"Temple is ruining that boy. He will leave him no nerve,—no sense. What will his many thousand acres be worth to him without?"
“Do you think he will ever have those many thousand acres, sir?”
“I almost wish he may not. Perhaps his best chance would be in his being left to manage for himself in some such way as you have done, Arthur. Such a call on his energies would be the best thing for him, if it did not come too late.”[late.”]
Arthur had a strong persuasion that it might come at any time. He was by no means satisfied that the many thousand acres were still Temple’s. He was very sure that much of the gentleman’s wealth must have evaporated during his incessant transmutations of meadows into pleasure-grounds, and flower-gardens into shrubberies, and hot-houses into baths, and stables into picturesque cottages, and cottages into stables again. He was seldom seen three times on the same horse; and it was certain that the money he had locked up in land would never be productive while he remained its owner. Who would come and settle under such a proprietor, when land as good, and liberty to boot, was to be had elsewhere? Temple himself was contracting his cultivation every year. The more he laid out unproductively, the less remained to be employed productively. If Arthur had had one-tenth part of what Temple had wasted since he settled at Briery Creek, his days of anxiety and excessive toil might have been over long ago.
“It is all for the best, Arthur. You would not have been happy in the possession of Temple’s money, subject to his caprices, poor man! Nobody is more easy than I am under pecuniary obligation; but all depends on the quarter whence it comes, and the purposes for which the assistance is designed. I accepted this observatory from you, you remember, when I knew that it cost you something to give up your time and labour to it; and I dare say I should have accepted the same thing from Temple, if he had happened to offer it, because, in such a case, the good of science could be the only object. But, if I were you, I would rather work my own way up in the world than connect myself with such a man as Temple. The first time he wanted something to fidget himself about, he would be for calling out of your hands all he had lent you.”
“One would almost bear such a risk,” said Arthur, “for the sake of the settlement.
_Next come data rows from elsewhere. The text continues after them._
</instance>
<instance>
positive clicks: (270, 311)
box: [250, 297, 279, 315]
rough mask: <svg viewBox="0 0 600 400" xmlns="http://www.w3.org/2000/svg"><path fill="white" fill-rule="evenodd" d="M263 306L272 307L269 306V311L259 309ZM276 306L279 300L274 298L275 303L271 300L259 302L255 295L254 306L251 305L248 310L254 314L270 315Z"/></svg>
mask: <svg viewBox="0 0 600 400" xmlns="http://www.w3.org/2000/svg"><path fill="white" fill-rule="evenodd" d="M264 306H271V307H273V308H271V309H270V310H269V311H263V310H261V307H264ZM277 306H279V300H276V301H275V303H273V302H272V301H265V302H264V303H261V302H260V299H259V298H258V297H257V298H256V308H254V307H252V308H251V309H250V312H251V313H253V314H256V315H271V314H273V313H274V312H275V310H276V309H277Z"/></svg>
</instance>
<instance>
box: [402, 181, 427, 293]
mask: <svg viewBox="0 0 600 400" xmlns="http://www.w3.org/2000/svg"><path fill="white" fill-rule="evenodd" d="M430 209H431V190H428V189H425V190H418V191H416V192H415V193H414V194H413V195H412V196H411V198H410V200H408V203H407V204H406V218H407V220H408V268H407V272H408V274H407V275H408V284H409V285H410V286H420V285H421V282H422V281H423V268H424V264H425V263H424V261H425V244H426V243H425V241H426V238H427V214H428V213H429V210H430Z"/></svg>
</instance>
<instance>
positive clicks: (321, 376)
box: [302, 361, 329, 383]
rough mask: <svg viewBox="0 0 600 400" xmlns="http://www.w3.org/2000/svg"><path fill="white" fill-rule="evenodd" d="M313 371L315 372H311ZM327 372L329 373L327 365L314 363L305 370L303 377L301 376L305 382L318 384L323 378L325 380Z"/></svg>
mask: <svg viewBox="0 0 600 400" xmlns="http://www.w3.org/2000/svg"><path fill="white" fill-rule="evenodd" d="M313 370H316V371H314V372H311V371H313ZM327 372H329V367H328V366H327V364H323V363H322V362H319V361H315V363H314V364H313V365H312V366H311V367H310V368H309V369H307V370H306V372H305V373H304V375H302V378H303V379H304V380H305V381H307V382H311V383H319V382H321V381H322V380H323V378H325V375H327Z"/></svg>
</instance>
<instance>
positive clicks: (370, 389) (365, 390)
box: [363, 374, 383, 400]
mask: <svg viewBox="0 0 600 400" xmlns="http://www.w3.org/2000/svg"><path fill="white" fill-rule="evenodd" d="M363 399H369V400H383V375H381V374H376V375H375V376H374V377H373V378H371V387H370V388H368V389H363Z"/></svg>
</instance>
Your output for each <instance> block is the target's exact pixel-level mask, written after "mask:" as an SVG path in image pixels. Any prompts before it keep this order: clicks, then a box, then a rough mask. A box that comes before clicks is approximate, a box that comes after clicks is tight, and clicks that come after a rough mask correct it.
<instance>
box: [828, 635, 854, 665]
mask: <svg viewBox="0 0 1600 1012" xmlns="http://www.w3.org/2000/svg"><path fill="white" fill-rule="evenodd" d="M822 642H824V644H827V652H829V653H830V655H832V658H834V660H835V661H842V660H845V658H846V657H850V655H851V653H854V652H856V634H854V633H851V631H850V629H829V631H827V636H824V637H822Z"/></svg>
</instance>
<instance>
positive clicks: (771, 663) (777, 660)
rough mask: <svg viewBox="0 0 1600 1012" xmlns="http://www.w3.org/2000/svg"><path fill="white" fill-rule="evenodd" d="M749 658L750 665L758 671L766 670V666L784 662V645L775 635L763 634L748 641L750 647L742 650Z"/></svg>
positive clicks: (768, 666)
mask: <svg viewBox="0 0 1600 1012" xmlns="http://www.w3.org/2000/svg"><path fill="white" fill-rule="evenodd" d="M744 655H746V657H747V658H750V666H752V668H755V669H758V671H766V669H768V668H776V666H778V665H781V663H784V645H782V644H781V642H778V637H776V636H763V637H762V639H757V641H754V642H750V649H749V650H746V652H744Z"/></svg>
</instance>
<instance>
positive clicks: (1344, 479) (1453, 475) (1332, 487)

My poor sister makes the best of matters by talking everywhere of the quantity of labour her husband employs. But I think she must see that that employment must soon come to an end if no returns issue from it. I am sure I should be glad to employ much more labour, and in a way which would yield a maintenance for a still greater quantity next year, if I had the laying out of the money Temple wastes on his caprices. I am not complaining, father, on my own account. My hardest time is over, and I shall soon be doing as well as I could wish. I am now thinking of the interests of the place at large. It seems too hard that the richest man among us should at the same time keep away new settlers by holding more land than he can cultivate, waste his capital, instead of putting it out to those who would employ it for his and the common good, and praise himself mightily for his liberal expenditure, holding the entire community obliged to him for it, every time he buys a new luxury which will yield no good beyond his own selfish pleasure.”
“I am afraid you think the community has little to thank me for, Arthur? Perhaps, in our present state of affairs, the money I have ought to go towards tilling the ground, instead of exploring the heavens.”
"My dear sir, no. I differ from you entirely. You do not live beyond your income, nor——"
“Give your mother the credit of that, Arthur. But for her, my little property would have flown up to the moon long ago.”
“But, father, I was going to say that what I and others here produce is but the means of living, after all. It would be deplorable to sacrifice the end to them.”